The other person was from a small town in Arkansas. The exact opposite situation in market size, but they were telling the same tale. They market is saturated. there’s too many people doing it. There’s no opportunity here. There’s not enough deals around for everybody.
I understand
My market can get so hot that you can no longer find deals that you can wholesale to a real estate investor. Especially to keep for a rental. The numbers just don’t work. So you’re basically stuck selling them to rehabbers only. And if you buy into a $300,000 house that you’re going to flip to a rehabber, you better have some rehabbers lined up because if not, you’re never going to get the deal closed.
If you do close on it yourself and try and flip it, you may be stuck with an alligator that’s going to eat you up in interest payments in no time. When you close on a $300,000 to $500,000 houses and do a rehab, you’ve got to have your deal together, have a crew in place and knock that thing out. Be in and out and just a couple months, because you let a deal like that drag on for six or eight months or a year, you’re going to eat up all your profit just in interest payments.
How to combat the issue
What I want you to do is start thinking in a larger scale.
That’s what I do when things get tight. My area has got a couple hundred thousand people in it. When the deal start getting thin, I’ll move out into smaller nearby towns like Arcadia or Wauchula. They’ve got 30,000 or so people, and there’s deals out there.
There’s plenty of deals, but there’s not many buyers there. If there are buyers, they’re very few and far between and, they’re really holding the prices down and getting really good deals that they can rent out and make good cash flow.
The Plan
What I’ll do is market for the wholesale deals out in these smaller towns, and then market them to our investors in the larger towns. Usually with a much higher ROI for their rental investment. They’re happy, I’m happy. I’m still doing deals and everybody walks away good.

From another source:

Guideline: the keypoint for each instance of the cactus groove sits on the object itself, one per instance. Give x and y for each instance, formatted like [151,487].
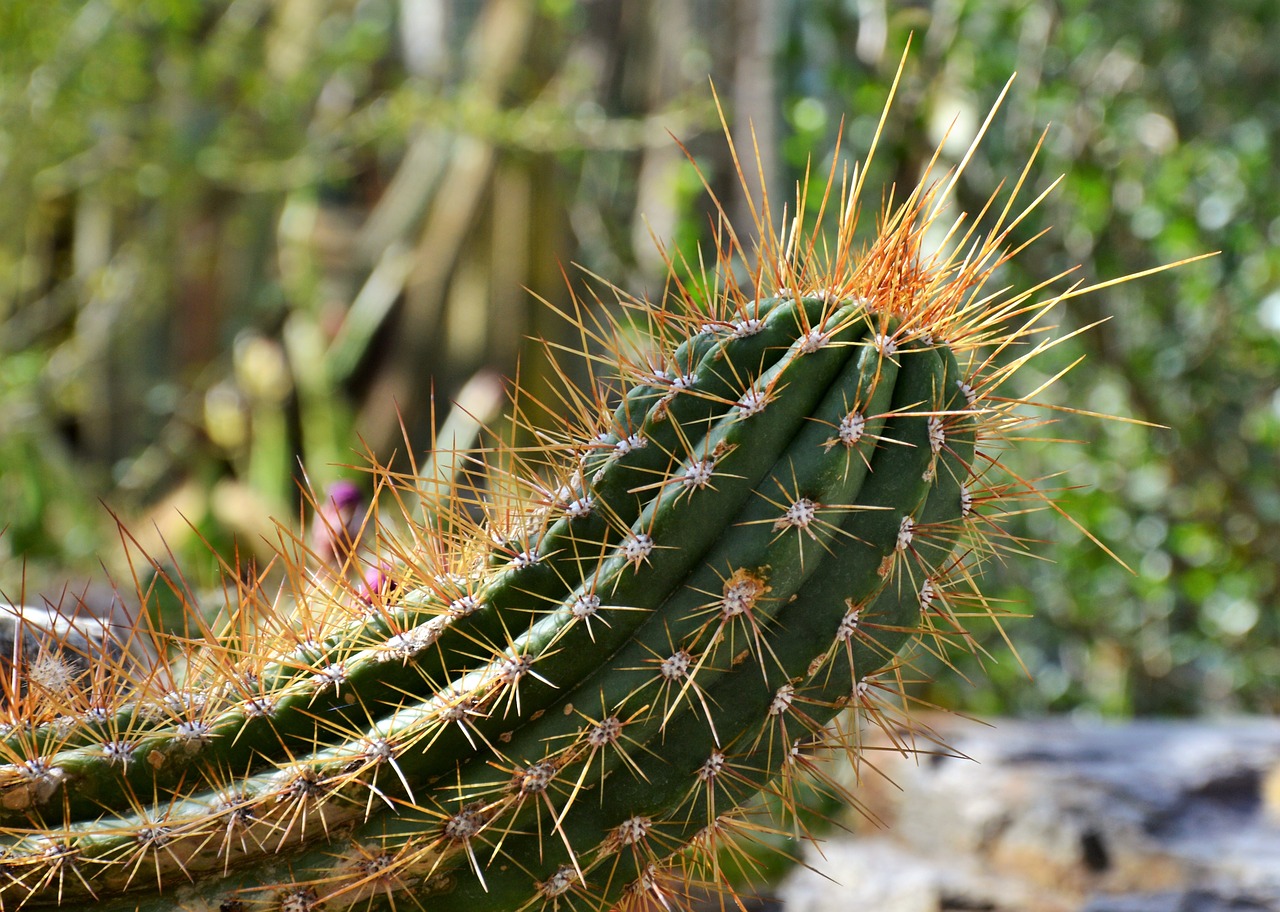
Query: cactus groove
[580,669]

So keep that in mind that you’re not constrained by a geographical area. Stay within 25 to 30 minutes away. I probably wouldn’t go more than an hour away just because of logistics for a landlord to go by and take a look at the property. If you can stay reasonably close to home and still do deals, then do it. A lot of people, especially new investors, will take that opportunity of hearing someone say it’s too saturated to quit. They’ll use that opportunity to say, “well probably shouldn’t get in the business, or I’m just gonna quit.” In reality, if they just stick with it, they’d wind up doing well.
Disclaimer: I am not an attorney or CPA. The content herein is merely opinion, and should in no way be considered legal or financial advice. Please seek professional legal and financial advice for your specific situation.